Recent KPMG report indicates that many companies are funding M&A activity with cash. KPMG expects that healthcare, pharmaceutical and life science industry will lead in M&A activities, followed by technology, media, and telecom industry. In reality, M&A is more often about acquisition than merger. Whether a merger or an acquisition, the companies involved often seek to improve their standing with economies of scale, efficiencies, or enhanced market visibility.
Study says companies that fail to achieve goals of the merger are at nearly 83 percent. The reasons varies from valuation being too high, the culture shift between the two companies was too large or the value was misunderstood. Companies are getting more cautious on the quality of deals; quality trumps quantity as investors also get more critical and request more strong growth strategies.
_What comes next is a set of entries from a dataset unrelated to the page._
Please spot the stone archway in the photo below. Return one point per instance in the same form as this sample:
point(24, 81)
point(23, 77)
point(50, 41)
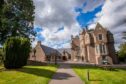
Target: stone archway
point(64, 58)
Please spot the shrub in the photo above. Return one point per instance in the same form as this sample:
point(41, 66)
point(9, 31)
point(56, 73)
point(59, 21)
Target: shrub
point(16, 51)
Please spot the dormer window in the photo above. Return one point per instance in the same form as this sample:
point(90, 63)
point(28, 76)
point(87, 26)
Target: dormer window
point(100, 37)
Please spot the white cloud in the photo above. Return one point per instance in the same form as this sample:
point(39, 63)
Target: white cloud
point(113, 17)
point(53, 14)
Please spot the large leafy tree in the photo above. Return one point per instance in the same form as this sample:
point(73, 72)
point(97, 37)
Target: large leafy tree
point(122, 52)
point(124, 35)
point(17, 19)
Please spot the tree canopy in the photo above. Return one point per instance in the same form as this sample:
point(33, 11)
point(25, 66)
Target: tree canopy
point(17, 18)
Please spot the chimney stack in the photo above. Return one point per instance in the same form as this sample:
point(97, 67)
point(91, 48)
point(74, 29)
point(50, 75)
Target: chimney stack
point(39, 43)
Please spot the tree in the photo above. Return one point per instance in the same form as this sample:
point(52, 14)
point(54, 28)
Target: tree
point(122, 52)
point(124, 35)
point(16, 51)
point(17, 19)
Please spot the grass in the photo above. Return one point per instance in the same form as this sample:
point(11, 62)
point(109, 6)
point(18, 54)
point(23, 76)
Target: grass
point(100, 76)
point(28, 75)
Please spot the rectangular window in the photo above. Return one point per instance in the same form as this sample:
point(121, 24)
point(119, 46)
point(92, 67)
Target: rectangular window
point(103, 47)
point(100, 37)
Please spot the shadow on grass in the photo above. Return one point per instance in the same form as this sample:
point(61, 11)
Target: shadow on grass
point(95, 80)
point(61, 76)
point(97, 68)
point(38, 72)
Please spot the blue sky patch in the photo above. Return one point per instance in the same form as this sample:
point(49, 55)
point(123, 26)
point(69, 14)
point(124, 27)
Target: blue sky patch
point(84, 18)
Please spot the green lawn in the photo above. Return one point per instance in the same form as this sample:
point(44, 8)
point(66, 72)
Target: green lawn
point(28, 75)
point(100, 76)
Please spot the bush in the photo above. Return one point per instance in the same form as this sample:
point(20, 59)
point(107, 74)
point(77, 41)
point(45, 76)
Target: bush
point(16, 51)
point(122, 52)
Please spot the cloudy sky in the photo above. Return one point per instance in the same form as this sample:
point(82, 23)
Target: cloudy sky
point(57, 20)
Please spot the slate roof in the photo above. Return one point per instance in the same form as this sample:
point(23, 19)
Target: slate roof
point(48, 50)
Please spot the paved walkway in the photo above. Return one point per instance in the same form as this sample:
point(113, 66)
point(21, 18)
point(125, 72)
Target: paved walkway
point(65, 75)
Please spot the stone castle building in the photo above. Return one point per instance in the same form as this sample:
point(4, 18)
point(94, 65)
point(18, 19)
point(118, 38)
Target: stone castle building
point(94, 46)
point(42, 53)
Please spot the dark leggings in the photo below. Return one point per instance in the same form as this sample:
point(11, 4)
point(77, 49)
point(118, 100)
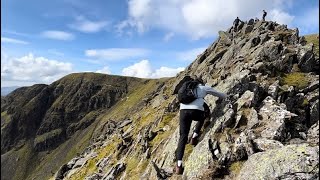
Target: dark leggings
point(186, 117)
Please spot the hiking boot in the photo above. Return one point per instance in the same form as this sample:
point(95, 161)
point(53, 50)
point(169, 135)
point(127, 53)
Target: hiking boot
point(194, 141)
point(179, 170)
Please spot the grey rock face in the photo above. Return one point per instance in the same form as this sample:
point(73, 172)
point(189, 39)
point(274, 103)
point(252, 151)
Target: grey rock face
point(281, 163)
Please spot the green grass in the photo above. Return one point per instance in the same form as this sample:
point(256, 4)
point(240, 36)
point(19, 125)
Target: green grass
point(5, 119)
point(312, 38)
point(167, 118)
point(297, 79)
point(135, 167)
point(236, 167)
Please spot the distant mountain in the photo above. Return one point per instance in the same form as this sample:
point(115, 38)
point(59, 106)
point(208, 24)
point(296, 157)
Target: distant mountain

According to the study, respondents intend to pursue additional strategies to increase revenues and 38 percent plan to increase revenues through new product development. Most respondents believe that the M&A environment will be dominated by smaller and middle-market deals. 50 percent of all respondents said that the average enterprise value per acquisition would be less than $250 million.
According to respondents, the most important separation issue that arises during a divesture is clarifying the operational links or entanglements. Other key separation issue understands the deal parameters. Buyers should be aware that data driven due diligence can mitigate many challenges, including execution issues. 54 percent of respondents expect interest rates to increase in the second half of next year; 23 percent expect rates to increase in the first half of 2015 or in 2016.
When a change in control of a company happens, survey indicates that there is usually a different compensation plan for executives than there is for other employees. Retention incentives are customarily based on a percentage of the base salary and in accordance with the level and responsibility of the employee.
U.S based companies pay a higher retention bonus to executives who are considered critical for the long-term success of the company-the median bonus is 95 percent of the base salary. In Canada, that median bonus drops to 75 percent. In Asia, the median drops further to 45 percent, and Europe has the lowest median retention bonuses at 25 percent of the base salary. Understanding the timing of the retention bonus will help the researcher to understand the timing of a request for a philanthropic gift.
It is most common for retention bonuses to be paid out in a lump sum at a pre-determined time period after the deal has closed. Transaction bonuses are paid out when there is a successful transaction. KPMG have structured their approach through an investor’s lens to ensure they are focused on some characteristics to help their clients identify, evaluate, and successfully implement growth strategies.